Il s’agit donc d’évoquer le port du voile, les conflits de générations et de cultures et plus généralement la place de la tradition musulmane dans les sociétés contemporaines occidentales. À l’heure des polémiques sur les pains au chocolat et en ces temps de replis communautaires, ces sujets sont, bien sûr, forts mais d’autant plus difficiles à traiter. Hélas, Le réalisateurs tombe dans tous les écueils possibles et imaginables, et ce, même lorsque ses personnages n’y sont pas prédestinés. Le cas des parents de Cobra est d’ailleurs le plus éloquent.

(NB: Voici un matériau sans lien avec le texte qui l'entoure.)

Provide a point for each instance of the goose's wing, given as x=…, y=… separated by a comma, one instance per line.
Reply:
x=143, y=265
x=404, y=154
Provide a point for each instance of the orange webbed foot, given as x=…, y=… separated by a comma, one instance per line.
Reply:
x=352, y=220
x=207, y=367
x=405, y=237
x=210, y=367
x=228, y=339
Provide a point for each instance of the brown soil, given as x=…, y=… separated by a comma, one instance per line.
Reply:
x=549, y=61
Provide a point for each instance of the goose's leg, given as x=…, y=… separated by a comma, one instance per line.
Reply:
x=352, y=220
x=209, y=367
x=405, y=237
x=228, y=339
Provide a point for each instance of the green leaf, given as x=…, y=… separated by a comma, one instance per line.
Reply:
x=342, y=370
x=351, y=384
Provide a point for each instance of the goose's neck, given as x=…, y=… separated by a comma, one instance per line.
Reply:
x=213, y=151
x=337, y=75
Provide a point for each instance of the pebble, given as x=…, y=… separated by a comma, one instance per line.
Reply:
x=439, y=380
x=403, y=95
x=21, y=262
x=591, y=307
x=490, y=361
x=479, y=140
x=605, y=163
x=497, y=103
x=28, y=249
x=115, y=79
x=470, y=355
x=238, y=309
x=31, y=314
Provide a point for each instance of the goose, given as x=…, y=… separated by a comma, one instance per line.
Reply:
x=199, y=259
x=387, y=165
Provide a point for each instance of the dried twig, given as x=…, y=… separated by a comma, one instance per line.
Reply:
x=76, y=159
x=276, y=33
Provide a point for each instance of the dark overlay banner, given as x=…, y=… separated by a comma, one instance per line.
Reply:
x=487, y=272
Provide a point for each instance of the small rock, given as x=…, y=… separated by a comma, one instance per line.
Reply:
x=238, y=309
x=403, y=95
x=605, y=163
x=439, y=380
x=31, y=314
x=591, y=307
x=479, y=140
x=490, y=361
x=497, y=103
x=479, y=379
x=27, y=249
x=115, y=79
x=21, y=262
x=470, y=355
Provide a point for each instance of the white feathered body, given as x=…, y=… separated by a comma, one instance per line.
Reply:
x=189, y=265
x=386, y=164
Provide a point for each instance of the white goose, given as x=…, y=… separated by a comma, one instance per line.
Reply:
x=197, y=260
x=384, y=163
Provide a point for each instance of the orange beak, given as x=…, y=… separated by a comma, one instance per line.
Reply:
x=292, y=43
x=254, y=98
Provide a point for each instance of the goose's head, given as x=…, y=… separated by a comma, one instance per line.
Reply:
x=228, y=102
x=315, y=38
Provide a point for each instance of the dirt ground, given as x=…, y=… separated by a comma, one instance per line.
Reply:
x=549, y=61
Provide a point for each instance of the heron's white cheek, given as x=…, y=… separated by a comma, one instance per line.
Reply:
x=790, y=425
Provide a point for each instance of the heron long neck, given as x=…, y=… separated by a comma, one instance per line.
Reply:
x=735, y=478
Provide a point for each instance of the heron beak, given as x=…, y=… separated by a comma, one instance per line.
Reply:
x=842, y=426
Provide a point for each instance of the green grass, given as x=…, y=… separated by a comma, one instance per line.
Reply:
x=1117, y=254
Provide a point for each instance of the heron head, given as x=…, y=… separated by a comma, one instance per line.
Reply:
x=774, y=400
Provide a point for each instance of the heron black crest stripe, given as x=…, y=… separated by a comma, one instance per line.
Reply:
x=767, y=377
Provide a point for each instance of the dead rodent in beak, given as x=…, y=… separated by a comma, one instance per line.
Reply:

Ceux–ci sont présentés comme un couple qui, autrefois, s’est élevé par amour contre la tradition mais qui exige aujourd'hui que leur fille porte systématiquement le voile, tous deux étant même prêts à lui trouver un mari de retour au pays. Il en va ainsi pour tous les personnages du film. Leurs actes ne sont jamais amenés de manières crédibles (voir la tentative de séduction en sous-sol ou le geste final du frère de Cobra).
Tout arrive comme un cheveu sur la soupe, bien souvent de manière théâtrale et incroyablement maladroite (mention spéciale au manager de chaussures s’adressant soudainement face caméra, s’excusant finalement en indiquant qu’il ne savait pas à qui se confier). La plupart des dialogues abscons n’apportent rien, si ce n’est de l’incrédulité de la part du spectateur devant s’infliger des scènes de disputes dont la tension ne parvient même pas à égaler celle des productions AB. Les acteurs se débattent comme ils peuvent pour insuffler un tant soit peu de d’épaisseur à leurs personnages qui en manquent cruellement. Enfin, l’embarrassante mise scène, dépourvue de cohérence lorsqu’il s’agit d’intégrer des séquences oniriques ou théâtrales à son drame, est d’une platitude rarement égalée au cinéma.
En clair, nous sommes ici, à mille lieues d’un « Just a Kiss » puisqu’aucune subtilité ni profondeur n’est injectée dans ce faux pamphlet se complaisant dans tant de clichés pour se terminer dans un drame à l’issue complètement invraisemblable et surtout révoltante tant on ne parvient pas à réduire cette famille, pourtant bien sous tous rapport, à cet acte odieux.